While conservatives claim that personhood begins at conception, this statement is misleading at best. While it is true that the zygote has a new unique DNA sequence, the DNA does not necessarily mean that it is a human. “It is merely the instructions to create a person” rather than the person itself. Furthermore the zygote is also unstable in its development in that it often splits and combines to form ‘new’ identical twins. Pro-life advocates forget that “many millions more have been aborted by women’s bodies” (Wilcox). While the zygote itself may seem very far from a fully developed human outside the wound, it is an even worse, and potentially dangerous, decision to judge personhood based on appearances. Creating arbitrary lines between a human and nonhuman is a “dangerous practice that has had horrific consequences” similar to movements where appearances were used to take advantage of African slaves.
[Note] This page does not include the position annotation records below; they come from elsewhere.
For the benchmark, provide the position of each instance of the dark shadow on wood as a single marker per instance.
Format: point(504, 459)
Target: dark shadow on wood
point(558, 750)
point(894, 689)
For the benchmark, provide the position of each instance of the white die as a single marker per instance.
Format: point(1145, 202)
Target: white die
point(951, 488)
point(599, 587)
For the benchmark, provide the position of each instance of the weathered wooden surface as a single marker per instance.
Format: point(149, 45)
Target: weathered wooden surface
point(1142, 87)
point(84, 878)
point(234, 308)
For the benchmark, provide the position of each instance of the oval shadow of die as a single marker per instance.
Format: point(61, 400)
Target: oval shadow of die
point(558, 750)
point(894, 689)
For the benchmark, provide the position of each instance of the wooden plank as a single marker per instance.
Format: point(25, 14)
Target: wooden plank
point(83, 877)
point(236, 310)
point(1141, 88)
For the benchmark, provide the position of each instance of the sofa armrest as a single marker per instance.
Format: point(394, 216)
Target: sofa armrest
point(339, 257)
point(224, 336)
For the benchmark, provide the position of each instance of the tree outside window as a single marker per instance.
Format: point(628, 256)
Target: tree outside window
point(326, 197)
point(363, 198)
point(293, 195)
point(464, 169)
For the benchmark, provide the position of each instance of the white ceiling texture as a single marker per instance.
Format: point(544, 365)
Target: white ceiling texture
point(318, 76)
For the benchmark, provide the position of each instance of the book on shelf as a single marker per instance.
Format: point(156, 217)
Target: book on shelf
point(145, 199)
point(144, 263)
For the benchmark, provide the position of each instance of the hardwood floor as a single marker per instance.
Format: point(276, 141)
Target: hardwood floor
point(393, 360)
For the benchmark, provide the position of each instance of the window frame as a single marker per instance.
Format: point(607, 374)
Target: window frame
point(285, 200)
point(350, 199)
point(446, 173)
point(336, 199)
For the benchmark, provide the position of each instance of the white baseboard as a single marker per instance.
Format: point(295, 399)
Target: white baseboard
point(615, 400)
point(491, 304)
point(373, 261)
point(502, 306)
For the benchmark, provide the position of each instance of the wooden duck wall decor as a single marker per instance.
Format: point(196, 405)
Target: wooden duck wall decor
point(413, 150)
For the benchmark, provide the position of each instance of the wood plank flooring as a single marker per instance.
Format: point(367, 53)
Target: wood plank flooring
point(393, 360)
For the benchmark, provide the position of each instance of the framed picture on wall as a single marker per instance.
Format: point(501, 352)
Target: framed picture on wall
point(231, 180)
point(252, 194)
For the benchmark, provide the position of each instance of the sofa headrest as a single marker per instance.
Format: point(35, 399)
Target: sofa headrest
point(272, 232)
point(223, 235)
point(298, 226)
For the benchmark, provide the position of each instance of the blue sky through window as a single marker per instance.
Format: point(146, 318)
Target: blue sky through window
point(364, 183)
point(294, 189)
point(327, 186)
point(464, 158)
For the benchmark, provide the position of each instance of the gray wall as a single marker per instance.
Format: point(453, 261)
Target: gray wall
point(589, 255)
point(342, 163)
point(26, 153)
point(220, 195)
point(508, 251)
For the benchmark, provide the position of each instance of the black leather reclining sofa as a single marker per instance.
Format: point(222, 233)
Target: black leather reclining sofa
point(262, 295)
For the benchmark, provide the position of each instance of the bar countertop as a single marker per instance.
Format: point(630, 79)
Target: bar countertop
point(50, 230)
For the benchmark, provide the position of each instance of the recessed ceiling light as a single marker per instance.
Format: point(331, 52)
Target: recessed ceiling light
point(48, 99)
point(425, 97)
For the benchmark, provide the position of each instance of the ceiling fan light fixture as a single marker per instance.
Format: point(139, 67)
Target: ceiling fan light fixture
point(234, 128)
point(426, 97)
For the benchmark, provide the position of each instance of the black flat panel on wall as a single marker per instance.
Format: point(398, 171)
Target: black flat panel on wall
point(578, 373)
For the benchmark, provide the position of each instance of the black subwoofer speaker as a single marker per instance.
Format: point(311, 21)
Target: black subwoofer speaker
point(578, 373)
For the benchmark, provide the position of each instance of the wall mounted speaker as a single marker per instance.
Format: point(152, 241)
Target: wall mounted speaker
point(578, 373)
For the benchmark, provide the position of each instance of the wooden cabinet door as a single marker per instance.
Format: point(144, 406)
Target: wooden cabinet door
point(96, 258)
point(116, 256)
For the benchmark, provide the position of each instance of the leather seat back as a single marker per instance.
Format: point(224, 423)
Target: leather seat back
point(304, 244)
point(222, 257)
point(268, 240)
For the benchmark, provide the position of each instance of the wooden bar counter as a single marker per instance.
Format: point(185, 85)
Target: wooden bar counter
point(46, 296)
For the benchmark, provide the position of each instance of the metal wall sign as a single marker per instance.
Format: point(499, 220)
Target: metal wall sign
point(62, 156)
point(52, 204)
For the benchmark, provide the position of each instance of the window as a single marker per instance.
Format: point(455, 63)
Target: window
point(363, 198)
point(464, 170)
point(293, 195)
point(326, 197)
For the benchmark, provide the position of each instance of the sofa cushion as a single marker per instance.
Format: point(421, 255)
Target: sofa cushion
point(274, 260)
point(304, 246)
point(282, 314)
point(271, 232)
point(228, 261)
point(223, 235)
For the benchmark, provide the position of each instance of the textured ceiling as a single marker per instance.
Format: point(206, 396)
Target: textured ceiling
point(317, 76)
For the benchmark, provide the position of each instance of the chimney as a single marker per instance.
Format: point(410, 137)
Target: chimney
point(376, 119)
Dehumanizing fetuses based on its appearance is a wrongful judgement echoed throughout history (Wilcox).
When a female egg cell is fertilized, it becomes a zygote and is set on “a series of divisions called cleavage” that will allow it to eventually develop into a human if it is not inhibited. During fertilization a zygote gains a new, unique genetic code that explicitly differentiates it from the mother or father. The fact that the zygote is not yet complete does not make it any less of an individual or any less of a human (Miklavcic). While there are other proposals to the origins of human life besides life beginning at fertilization, the inconsistencies and scientific evidence shows that life does indeed begin at conception and thus qualifies a zygote as a human being. Not only does the zygote have a unique genetic code, but it also has unique human qualities such as its somatic cells that can be observed at conception. Other logical discrepancies in theories that the beginning of personhood is after fertilization further refute such claims (Miklavcic).